Смеляков хорошо усвоил полученный однажды урок: мир Белого дома, где правил премьер-министр, был поделён на «своих» и «чужих». Поэтому Виктор решил действовать иначе.
– Я уж без лишних экивоков, – начал он. – Меня интересует Зверьков. Ты про него можешь что-нибудь сказать?
– Ты знаешь, я с ним почти не знаком. Так, сталкивались раза два-три. Не знаю… Никакого впечатления он на меня не произвёл.
– Зверьков из вашей команды?
– Нет, – нараспев ответил Сонин. – Пришёл через кого-то. А что? На него есть что-нибудь?
– Кое-что наклёвывается. Хотим проинформировать Виктора Степановича.
– Раз надо – значит, надо, – равнодушно проговорил Сонин.
– А Шабдурасов?
– А что Шабдурасов? – Сонин насторожился. – Что случилось?
– Да кое-какая информация поступила, – с подчёркнутым равнодушием сказал Виктор. – В общем-то мелочь, но выяснять придётся. Ты же знаешь нашу специфику…
Игорь Шабдурасов, смуглый мужчина с восточной внешностью, возглавлял в аппарате правительства Департамент культуры и информации. Его должность давала ему власти больше, чем министру культуры и председателю Комитета по печати, вместе взятых. Впрочем, Шабдурасов к культуре имел весьма косвенное отношение, глубокой эрудицией не отличался. В недавнем прошлом он работал младшим научным сотрудником Института географии АН СССР, теперь же этот бывший кабинетный географ координировал деятельность всей российской культуры и выступал в роли рупора кабинета министров. Как минимум раз в неделю Шабдурасов проводил брифинги и с воодушевлением сообщал журналистам обо всех важных и не очень важных событиях из жизни белодомовцев. На службу он являлся редко, а когда бывал в Белом доме, то приходил лишь к обеду и никогда не задерживался там долго.

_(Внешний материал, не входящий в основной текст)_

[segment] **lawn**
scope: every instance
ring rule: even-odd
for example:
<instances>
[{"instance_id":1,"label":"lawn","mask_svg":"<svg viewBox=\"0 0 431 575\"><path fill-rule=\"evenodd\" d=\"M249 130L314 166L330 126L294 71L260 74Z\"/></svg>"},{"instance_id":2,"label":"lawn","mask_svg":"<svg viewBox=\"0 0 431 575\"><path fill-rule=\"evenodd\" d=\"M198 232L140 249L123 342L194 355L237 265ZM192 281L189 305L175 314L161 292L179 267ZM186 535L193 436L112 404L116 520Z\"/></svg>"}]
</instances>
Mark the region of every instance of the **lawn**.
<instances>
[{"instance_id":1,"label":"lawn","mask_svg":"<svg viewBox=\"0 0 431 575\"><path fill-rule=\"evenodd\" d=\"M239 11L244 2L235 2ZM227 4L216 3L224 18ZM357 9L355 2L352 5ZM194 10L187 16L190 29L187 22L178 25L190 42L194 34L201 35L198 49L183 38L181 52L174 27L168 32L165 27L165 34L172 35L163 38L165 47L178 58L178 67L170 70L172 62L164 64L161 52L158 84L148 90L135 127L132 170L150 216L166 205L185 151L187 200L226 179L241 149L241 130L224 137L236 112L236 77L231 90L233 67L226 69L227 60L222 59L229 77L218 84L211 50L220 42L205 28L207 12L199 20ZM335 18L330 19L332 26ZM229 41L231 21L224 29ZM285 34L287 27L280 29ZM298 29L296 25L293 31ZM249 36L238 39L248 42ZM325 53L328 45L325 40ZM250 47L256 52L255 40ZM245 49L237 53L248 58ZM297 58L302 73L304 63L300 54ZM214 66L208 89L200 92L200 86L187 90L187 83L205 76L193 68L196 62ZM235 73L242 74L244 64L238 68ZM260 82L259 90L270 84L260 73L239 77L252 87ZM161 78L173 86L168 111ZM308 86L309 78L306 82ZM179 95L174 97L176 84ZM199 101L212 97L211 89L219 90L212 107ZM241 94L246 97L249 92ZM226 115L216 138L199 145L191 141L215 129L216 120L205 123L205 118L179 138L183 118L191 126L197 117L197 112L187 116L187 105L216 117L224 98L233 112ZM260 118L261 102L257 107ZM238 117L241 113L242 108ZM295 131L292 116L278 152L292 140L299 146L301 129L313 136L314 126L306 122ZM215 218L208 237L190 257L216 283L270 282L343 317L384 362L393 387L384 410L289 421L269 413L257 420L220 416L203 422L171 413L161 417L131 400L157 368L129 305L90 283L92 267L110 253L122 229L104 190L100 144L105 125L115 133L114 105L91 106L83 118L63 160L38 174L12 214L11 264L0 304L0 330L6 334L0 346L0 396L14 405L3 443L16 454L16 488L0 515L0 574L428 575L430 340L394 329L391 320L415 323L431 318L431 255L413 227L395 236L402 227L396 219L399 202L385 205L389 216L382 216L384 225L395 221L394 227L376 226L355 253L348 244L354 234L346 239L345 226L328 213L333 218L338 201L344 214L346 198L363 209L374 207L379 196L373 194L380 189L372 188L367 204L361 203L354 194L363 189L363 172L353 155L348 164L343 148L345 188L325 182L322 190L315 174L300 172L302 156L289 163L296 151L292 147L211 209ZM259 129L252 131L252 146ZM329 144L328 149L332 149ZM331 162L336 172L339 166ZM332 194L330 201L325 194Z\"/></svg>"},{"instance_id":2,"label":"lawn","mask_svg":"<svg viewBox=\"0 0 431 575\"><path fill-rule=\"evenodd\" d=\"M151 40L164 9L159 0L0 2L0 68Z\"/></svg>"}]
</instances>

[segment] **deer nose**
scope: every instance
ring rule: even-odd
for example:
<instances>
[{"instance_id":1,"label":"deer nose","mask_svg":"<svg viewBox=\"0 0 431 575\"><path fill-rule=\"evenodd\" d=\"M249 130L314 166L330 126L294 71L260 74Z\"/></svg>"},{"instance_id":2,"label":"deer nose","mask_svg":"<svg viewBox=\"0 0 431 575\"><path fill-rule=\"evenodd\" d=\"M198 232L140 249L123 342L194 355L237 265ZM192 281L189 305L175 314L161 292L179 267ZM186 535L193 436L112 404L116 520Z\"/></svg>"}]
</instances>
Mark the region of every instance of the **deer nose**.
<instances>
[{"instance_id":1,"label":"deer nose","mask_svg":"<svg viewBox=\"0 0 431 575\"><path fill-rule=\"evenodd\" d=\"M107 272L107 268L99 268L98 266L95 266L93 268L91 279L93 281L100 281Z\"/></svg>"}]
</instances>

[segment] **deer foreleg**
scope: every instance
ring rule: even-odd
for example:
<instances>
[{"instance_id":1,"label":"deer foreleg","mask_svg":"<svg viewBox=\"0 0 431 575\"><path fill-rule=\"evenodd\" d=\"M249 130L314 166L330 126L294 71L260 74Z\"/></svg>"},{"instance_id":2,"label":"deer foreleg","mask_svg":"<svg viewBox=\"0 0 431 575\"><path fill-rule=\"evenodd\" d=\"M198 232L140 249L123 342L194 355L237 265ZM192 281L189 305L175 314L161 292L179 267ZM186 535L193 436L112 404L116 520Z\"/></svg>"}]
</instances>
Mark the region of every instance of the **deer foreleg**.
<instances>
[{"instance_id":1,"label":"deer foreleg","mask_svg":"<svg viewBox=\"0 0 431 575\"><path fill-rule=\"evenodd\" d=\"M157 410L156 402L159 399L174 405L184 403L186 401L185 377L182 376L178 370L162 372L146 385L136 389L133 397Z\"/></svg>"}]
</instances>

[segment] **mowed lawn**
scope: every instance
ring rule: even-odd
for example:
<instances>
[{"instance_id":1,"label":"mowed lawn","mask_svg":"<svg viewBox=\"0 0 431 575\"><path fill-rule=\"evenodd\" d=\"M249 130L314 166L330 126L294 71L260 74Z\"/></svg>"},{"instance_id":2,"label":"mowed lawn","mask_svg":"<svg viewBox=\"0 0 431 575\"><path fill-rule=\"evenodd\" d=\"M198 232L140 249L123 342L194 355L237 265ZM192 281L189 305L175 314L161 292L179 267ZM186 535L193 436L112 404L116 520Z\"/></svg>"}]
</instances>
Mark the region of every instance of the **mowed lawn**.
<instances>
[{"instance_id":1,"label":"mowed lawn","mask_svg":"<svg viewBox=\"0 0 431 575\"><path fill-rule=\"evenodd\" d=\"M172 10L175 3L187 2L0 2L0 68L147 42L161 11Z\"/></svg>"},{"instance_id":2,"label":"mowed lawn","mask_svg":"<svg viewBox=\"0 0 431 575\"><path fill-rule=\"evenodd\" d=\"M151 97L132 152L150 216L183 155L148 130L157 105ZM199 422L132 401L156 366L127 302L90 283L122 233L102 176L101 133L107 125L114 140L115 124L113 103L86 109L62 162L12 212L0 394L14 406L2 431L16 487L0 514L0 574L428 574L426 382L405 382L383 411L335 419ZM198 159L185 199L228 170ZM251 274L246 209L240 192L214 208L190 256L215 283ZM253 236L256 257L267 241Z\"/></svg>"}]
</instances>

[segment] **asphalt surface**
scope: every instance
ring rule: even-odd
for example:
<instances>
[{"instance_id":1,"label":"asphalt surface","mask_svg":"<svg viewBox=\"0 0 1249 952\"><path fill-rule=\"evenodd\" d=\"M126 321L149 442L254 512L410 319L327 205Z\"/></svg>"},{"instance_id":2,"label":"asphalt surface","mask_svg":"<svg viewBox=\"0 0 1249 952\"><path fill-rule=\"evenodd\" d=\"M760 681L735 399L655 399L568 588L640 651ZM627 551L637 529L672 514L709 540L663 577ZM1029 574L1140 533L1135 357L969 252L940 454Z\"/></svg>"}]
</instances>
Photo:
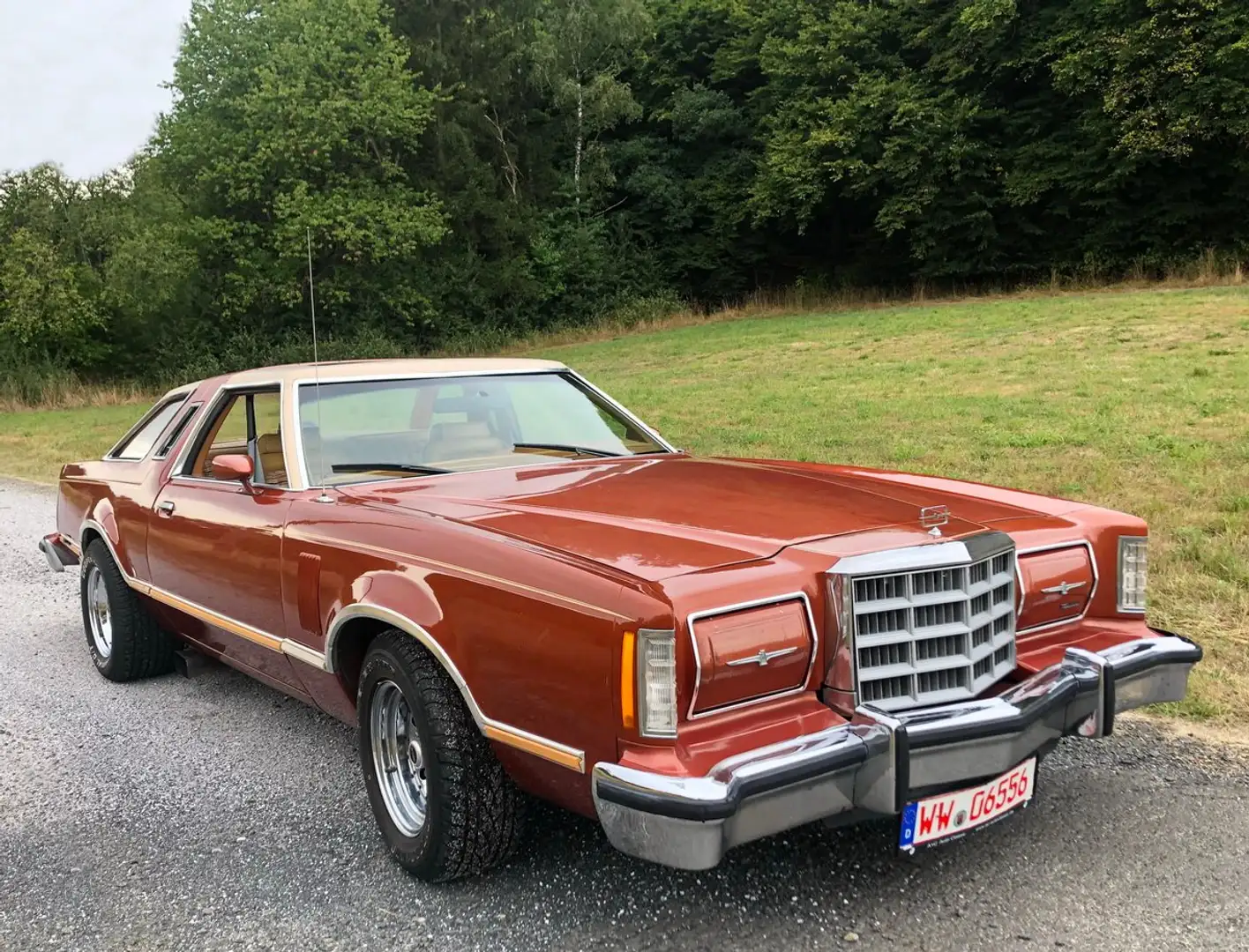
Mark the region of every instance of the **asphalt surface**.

Ночами Шабдурасов любил бывать в клубах и на всевозможных «культурных тусовках» и проводить время в обществе актрис и известных эстрадных певиц.
Отдел «П» заинтересовался Шабдурасовым, когда тот был только скромным заведующим отделом культуры, в связи с поступившей информацией о том, что руководитель департамента тратит в заграничных командировках огромные суммы денег и пользуется кредитной картой «Golden Visa», которая стоила пять тысяч долларов. Он буквально сорил деньгами, хотя высокой зарплатой похвастать не мог. Привозить из поездок сувениры на десятки тысяч долларов стало для Шабдурасова нормой…
– Ну что тебе про Игоря сказать… – Сонин поднялся из-за стола и, шагнув к Смелякову, внушительно сказал: – Рабочий человек. Нормальный человек. Виктор Степанович его уважает. Шабдурасов очень хорошо проявил себя в «Нашем доме».[14] И сейчас, как начальник Департамента культуры при правительстве, он тоже молодец… Справляется. Верно служит. Никаких претензий к нему быть не должно. Не должно быть!
– Этот-то хоть ваш? – с нажимом на последнее слово спросил Виктор.